Michigan Coronavirus: MI Nurses Association claims UPHS isn’t working with nurses to prepare for COVID-19


MARQUETTE, Mich. (WJMN) – The Michigan Nurses Association claims U.P. Health System-Marquette is not working with its nurses to prepare for the COVID-19 crisis and forcing up to 100 of them off work without pay despite jobs at the hospital they could be doing right now.

Local 3 News has reached out to UP Health System – Marquette for comment and is waiting for a response.

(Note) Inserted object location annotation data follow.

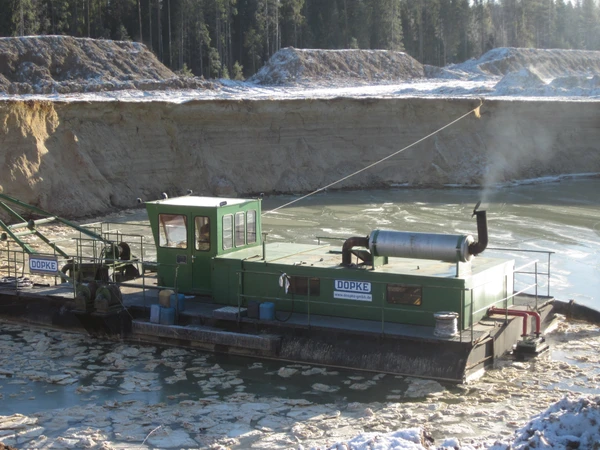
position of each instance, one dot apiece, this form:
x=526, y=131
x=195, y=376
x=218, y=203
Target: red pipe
x=524, y=314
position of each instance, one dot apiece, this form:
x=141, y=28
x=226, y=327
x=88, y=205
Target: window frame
x=253, y=222
x=197, y=234
x=413, y=294
x=237, y=233
x=163, y=234
x=224, y=236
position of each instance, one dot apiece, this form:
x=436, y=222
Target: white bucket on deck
x=445, y=324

“We know the COVID-19 crisis is just around the corner for us here in Marquette and it’s urgent that our hospital is getting ready for it instead of abandoning our nurses,” said Stephanie DePetro, an OR nurse and president of the MGH RN Staff Council, an affiliate of the Michigan Nurses Association. “Instead of having trained RNs screening people who come into the hospital for signs of COVID-19, the hospital is having others perform this vital task – when they even bother to perform it at all. Lack of proper screening at entrances is putting our nurses, patients and community at risk. Now is not the time for UPHS to try to increase its profits. UPHS needs to step up and do the right thing for our nurses so we can keep our community safe now and as the COVID-19 crisis worsens in the U.P.”

In a press release the association says the personal protective equipment situation is also dire. Only some nurses are currently being issued an N95 mask. Even those who receive N95s are instructed to use it repeatedly. The masks are supposed to be used only once.

The nurses’ union has proposed an agreement with the hospital that covers protections for nurses that the hospital has not responded to, including:

  • Providing paid time off to nurses who contract COVID-19 or have to self-quarantine
  • Exempting nurses in vulnerable categories, including those who are immunocompromised or pregnant, from treating patients with COVID
  • Clear and consistent screening protocols that adhere to best practices

The association goes on to day that despite having less resources than many private health corporations such as UPHS, public health departments in Macomb, Oakland, and Ingham counties have all made written guarantees to provide paid time off to every RN who contracts COVID-19 and other benefits that will protect nurses as they work to protect the public. Michigan Medicine has done the same.

The nurses’ union is also proposing a bank of paid leave for the nearly 100 nurses who UPHS executives have forced off work without pay instead of providing with other jobs at the hospital, such as screening those coming in to the hospital. Nurses should be doing the screening because they have the clinical judgement and the ability to do an accurate assessment of people as they enter the building.

In addition, nurses could be being trained right now for dealing with COVID-1 patients, before the hospital gets hit hard.

The bank of paid leave time proposed by the union would serve as a bridge so nurses can make ends meet until they are recalled to duty once the COVID-19 crisis inevitably hits UPHS.

“While we greatly appreciate the donations and support from the community, nurses need much more from UPHS if we’re going to stay safe and keep the community safe,” said Suzette Hantz, RN. “We need to keep our nurses right here at home now because they will be needed very soon, and the hospital should be training them right now. The hospital needs to step up to the plate because the community and the nurses will suffer if it is not prepared.”